The Cinema, to the right of The Stage, screens my film “Tales of the Copper Cross Garden. Episode 1” (2017), made for documenta 14 (vimeo link #19). The film presents the choreographing of black labor to produce copper wire today, which I present as a processual metaphor that parallels the molding of the indigenous people by colonial powers and particularly through religion. Although the tradition of smelting stretches back many centuries in Lubumbashi, today it is constrained by corruption and mismanagement of this natural resource, which should sustain the local population (image #’s 20-25). The soundtrack to the film (another work by Joseph Kiwele), is a syncretic Catholic choral work in the local language. It was performed by a Congolese church choir that used as its logo, pinned to their frocks, the Katanga cross, which was a precolonial, cruciform copper ingot (image # 26). The film interweaves quotes from Valentin-Yves Mudimbe, a Congolese philosopher and writer on African culture and intellectual thought, which highlight the ironies of this fraught history. The film underscores the intimate relationship between the mining industry, cultural manipulation, and religion, which was used to mold the indigenous people. 

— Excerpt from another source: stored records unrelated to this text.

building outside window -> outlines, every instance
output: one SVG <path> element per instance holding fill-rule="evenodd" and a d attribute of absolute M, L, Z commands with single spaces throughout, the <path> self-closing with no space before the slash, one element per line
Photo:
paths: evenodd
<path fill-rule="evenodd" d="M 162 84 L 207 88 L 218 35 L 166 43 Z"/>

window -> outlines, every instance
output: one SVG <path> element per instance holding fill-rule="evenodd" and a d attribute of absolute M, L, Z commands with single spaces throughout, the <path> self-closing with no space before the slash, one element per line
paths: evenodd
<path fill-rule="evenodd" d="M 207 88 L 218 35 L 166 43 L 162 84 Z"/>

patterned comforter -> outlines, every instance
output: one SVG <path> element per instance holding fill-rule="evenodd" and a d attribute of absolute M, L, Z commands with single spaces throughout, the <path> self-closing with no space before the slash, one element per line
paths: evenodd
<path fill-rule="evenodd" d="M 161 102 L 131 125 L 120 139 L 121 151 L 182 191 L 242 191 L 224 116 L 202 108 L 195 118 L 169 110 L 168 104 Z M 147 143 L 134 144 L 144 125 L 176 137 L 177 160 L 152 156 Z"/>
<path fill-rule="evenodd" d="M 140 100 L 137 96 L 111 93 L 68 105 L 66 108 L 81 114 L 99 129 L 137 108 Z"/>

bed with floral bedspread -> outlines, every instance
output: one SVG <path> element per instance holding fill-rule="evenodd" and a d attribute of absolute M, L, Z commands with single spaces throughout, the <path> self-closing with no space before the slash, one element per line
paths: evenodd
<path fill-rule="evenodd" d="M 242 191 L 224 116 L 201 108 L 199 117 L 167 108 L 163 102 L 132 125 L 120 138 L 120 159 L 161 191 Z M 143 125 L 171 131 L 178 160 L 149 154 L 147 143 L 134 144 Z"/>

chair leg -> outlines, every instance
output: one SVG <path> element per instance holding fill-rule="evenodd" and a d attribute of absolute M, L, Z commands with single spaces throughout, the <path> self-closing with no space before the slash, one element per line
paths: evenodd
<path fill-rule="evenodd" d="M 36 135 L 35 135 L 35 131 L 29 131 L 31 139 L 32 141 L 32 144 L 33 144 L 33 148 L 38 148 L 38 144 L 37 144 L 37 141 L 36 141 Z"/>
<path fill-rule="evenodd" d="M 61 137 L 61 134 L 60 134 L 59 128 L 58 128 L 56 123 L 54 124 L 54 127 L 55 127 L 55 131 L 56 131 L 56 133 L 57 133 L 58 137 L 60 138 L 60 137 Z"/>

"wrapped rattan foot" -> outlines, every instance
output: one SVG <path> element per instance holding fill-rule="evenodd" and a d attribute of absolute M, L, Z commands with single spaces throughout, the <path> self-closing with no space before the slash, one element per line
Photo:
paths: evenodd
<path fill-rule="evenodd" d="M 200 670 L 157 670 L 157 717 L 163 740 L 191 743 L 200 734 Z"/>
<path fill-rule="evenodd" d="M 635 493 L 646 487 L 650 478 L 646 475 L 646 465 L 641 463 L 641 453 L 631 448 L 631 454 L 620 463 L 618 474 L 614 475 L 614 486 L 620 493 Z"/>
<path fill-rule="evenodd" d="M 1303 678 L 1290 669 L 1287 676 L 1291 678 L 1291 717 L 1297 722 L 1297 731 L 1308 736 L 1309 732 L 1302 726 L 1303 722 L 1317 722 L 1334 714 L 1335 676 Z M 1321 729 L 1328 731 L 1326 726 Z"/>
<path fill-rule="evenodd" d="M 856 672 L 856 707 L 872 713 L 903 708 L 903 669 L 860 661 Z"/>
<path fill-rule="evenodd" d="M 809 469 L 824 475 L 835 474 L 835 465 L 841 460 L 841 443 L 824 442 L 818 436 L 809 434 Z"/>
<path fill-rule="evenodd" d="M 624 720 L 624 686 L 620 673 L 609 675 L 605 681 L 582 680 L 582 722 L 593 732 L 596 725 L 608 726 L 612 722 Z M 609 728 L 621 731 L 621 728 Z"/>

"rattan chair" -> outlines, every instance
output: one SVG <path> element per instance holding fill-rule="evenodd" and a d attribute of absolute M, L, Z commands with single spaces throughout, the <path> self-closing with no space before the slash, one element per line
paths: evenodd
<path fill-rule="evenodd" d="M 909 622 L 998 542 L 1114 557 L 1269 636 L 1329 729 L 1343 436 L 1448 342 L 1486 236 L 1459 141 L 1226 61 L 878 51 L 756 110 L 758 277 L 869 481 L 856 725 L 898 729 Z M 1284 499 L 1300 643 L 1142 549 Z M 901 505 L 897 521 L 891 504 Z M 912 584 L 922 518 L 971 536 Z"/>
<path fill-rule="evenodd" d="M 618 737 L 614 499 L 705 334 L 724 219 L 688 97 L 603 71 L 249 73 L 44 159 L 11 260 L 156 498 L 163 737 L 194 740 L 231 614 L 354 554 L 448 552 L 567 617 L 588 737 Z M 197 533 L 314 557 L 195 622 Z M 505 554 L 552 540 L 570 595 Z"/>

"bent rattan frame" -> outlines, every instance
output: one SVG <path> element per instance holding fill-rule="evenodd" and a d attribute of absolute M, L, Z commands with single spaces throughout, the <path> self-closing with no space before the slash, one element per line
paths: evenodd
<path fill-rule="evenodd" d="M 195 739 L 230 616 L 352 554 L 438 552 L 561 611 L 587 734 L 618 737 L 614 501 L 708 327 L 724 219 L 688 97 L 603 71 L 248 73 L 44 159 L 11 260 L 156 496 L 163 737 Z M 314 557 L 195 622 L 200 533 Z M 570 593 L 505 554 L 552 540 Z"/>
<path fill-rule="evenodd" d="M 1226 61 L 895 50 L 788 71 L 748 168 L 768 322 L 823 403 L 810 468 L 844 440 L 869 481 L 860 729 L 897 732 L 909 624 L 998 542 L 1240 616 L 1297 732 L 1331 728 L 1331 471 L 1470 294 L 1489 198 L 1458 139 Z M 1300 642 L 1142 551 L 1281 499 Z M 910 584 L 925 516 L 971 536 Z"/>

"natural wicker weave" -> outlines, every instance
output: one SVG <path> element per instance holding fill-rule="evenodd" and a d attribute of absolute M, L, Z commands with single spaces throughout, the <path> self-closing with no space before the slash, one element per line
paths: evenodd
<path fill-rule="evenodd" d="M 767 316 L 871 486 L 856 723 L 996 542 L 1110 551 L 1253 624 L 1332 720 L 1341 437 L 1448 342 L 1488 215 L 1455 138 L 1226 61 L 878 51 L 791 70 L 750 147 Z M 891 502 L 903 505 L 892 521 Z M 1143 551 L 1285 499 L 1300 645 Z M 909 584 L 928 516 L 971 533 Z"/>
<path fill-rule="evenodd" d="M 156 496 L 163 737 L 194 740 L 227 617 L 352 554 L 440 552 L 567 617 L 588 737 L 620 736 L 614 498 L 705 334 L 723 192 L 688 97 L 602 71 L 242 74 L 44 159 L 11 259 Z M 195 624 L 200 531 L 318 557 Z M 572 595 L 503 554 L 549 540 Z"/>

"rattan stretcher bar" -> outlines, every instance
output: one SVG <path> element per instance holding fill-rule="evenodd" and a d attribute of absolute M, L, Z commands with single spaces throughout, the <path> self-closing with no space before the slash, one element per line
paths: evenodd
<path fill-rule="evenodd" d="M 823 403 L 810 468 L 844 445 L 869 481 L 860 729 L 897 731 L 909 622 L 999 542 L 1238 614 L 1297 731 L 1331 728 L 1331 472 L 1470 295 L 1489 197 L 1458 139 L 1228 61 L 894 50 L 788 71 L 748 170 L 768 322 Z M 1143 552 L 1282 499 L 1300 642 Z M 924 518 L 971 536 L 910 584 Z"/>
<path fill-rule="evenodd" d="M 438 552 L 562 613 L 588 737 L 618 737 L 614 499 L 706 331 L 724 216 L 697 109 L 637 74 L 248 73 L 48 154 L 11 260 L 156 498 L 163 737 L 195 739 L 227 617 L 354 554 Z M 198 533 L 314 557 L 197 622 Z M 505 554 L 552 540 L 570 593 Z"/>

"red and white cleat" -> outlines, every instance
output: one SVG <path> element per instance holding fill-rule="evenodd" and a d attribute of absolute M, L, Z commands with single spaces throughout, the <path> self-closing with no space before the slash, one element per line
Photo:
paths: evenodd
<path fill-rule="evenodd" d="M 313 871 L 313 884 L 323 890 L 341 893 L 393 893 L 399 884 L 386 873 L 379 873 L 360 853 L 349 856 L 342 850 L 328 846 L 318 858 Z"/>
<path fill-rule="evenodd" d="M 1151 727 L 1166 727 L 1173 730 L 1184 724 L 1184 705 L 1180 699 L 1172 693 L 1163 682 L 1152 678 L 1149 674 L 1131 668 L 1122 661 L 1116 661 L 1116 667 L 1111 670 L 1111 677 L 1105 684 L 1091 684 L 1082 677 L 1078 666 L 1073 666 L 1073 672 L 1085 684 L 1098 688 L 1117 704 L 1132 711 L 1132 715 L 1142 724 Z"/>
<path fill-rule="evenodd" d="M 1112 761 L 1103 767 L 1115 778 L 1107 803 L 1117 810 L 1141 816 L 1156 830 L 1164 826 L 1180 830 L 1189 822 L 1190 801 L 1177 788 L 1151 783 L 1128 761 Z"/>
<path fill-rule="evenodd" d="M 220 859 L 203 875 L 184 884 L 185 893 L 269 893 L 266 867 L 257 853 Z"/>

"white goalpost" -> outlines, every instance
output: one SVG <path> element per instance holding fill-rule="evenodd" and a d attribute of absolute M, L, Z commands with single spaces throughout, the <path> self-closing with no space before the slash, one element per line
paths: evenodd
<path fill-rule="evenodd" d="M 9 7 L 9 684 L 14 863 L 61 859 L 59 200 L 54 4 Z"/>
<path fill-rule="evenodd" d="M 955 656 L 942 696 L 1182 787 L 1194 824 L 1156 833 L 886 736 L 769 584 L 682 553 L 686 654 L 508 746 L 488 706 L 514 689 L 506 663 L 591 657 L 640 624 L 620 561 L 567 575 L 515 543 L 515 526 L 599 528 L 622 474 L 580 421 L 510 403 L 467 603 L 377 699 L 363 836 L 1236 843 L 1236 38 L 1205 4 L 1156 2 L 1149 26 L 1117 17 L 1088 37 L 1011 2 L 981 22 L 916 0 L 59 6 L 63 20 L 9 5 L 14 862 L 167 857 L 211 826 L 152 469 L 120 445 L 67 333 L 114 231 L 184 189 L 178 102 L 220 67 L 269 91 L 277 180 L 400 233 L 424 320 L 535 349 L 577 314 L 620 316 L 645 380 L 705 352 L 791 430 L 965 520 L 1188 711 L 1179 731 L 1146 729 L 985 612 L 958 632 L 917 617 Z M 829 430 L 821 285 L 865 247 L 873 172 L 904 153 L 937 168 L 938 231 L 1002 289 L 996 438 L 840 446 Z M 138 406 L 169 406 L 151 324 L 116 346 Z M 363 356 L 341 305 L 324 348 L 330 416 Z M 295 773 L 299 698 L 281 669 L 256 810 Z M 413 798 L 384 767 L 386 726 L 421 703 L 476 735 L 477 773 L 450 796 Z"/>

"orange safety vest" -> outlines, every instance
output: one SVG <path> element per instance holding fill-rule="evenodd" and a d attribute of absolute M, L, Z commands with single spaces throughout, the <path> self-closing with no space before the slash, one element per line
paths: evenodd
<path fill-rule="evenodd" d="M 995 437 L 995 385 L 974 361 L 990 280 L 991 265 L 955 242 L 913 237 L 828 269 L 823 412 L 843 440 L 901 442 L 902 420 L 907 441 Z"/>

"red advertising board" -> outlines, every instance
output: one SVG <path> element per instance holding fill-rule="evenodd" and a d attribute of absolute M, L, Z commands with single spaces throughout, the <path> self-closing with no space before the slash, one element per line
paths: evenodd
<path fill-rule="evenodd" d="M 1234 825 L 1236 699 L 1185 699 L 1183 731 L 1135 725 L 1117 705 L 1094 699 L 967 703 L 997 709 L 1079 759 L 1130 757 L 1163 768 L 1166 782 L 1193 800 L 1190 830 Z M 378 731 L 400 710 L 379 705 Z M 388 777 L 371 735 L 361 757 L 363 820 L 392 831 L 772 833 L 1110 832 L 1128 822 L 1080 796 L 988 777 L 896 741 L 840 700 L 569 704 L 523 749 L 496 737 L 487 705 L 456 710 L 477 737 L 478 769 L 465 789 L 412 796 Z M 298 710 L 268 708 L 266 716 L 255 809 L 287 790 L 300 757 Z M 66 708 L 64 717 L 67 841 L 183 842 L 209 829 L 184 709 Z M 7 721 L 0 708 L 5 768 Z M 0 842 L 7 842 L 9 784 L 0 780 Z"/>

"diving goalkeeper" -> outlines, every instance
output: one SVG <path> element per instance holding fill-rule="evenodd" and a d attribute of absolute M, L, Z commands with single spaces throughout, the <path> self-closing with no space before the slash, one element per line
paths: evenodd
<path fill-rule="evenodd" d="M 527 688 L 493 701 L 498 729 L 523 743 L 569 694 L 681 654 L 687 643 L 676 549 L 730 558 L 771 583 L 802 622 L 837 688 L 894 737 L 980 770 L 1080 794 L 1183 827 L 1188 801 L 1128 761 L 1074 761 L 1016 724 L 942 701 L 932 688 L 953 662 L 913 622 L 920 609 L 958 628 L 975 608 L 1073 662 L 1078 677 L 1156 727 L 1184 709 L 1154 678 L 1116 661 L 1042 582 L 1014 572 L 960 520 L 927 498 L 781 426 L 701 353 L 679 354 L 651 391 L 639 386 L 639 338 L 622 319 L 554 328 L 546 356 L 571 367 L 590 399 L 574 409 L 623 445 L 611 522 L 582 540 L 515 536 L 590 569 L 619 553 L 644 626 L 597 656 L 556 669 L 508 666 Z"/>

The outer walls of The White Cube and The Cinema flank the central Stage, and are covered with my own photographs of portraits that were in turn painted from photographs (image # 27). Lubumbashi residents made such portraits as “durable souvenirs”—in the words advertising one painter’s studio (image # 28). Mostly, they are portraits of family members, but among them are portraits of political and religious leaders, royalty, musicians, and even the painter’s own portrait within his studio advertisement (image #’s 29-32). During interethnic strife in the 1990s, residents who were originally from the region of Kassaï were forced to flee, selling or abandoning their possessions. Their portraits, translations of photographs, were intended to last yet they are today in a fragile state. My photographing of them resurrects these picha’s that evolved out of photographs, yet I am also tracing through them a history of ethnic conflict. The Kassaïan population disappeared down the metaphoric trapdoor of history; yet they surface again through their picha’s and my picha’s. I arrange them like a cast of characters in my theatre of colonialism, in which the geography of division that is Lubumbashi and the Kiwele play set the stage for ethnic conflict and flight.